The new capacitor in place. You can also see the slightly melted insulation on the middle white headphone jack wire.


 The soldering was fairly trivial. Wick the old solder, pull the part, solder in the new one. I put some electrical tape on the headphone jack wires to help prevent them getting further compromised. I got lucky because I had left one of the leads just a bit too long and the first time I plugged it in they were shorting to the chassis, so when I plugged it in I got no power light at all. In retrospect I was lucky it didn't blow up something, but it was very disappointing. I took it all apart trying to figure out what had gone wrong and ohmed out all the transistors I could find to see if any had shorted.

When that proved fruitless I plugged it in without the chassis and it worked! I then just added one screw at a time and tested if it still turned on. Next screw. Test. Etc. When I got to the front part of the chassis attached, thats when I realized I didn't have good clearance on that lead of the new cap. I trimmed it and put the front on. Test. SUCCESS! I continued doing this through the rest of the assembly to be safe but in the end I had it running perfectly silently, fully assembled, there on the workbench.

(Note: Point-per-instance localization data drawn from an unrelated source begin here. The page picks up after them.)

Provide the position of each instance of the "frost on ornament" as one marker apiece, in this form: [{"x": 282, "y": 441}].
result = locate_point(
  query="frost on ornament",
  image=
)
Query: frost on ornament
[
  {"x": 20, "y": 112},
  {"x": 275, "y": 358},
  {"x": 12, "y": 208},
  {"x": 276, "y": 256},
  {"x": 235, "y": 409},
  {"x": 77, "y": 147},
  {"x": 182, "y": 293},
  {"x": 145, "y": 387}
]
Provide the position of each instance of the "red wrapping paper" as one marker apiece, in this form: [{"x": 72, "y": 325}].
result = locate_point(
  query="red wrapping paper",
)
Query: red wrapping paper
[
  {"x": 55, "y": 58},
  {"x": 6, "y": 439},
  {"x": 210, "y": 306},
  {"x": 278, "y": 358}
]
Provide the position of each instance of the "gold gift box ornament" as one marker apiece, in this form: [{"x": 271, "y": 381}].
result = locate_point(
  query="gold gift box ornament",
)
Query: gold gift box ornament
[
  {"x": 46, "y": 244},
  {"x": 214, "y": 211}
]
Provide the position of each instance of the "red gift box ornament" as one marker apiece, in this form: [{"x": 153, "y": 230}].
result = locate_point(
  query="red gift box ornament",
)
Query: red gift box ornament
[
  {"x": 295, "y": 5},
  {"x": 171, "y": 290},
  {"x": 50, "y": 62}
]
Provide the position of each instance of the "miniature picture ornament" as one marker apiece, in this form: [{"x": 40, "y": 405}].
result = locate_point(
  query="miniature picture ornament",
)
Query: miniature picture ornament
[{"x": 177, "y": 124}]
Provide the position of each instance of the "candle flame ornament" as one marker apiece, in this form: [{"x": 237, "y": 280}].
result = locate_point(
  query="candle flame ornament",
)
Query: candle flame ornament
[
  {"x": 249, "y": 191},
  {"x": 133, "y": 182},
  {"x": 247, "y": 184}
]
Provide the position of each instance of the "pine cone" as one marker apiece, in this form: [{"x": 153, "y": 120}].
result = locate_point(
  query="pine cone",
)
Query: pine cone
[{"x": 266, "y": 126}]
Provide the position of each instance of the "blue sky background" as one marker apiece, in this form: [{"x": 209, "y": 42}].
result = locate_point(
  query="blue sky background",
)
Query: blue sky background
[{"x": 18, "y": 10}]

I think this is the first time I've had a complex electronic item, took it apart, and was able to fix it without a schematic. It felt so awesome! Fixing the house, the chair, my remote control helicopter motor... mechanical issues are easy to diagnose and fix. Electronics though take either detailed documentation and knowledge, or a little luck. So when it works, fix is very sweet.

I took it home and just as a test hooked up my condenser, cranked the gain and added a simple amplifier plugin for more gain. Silence. I am back to my original noise floor! From now on I think I'll shut down my computer between sessions and use the AC power instead of just bus power.

Now I just need to actually make a recording again.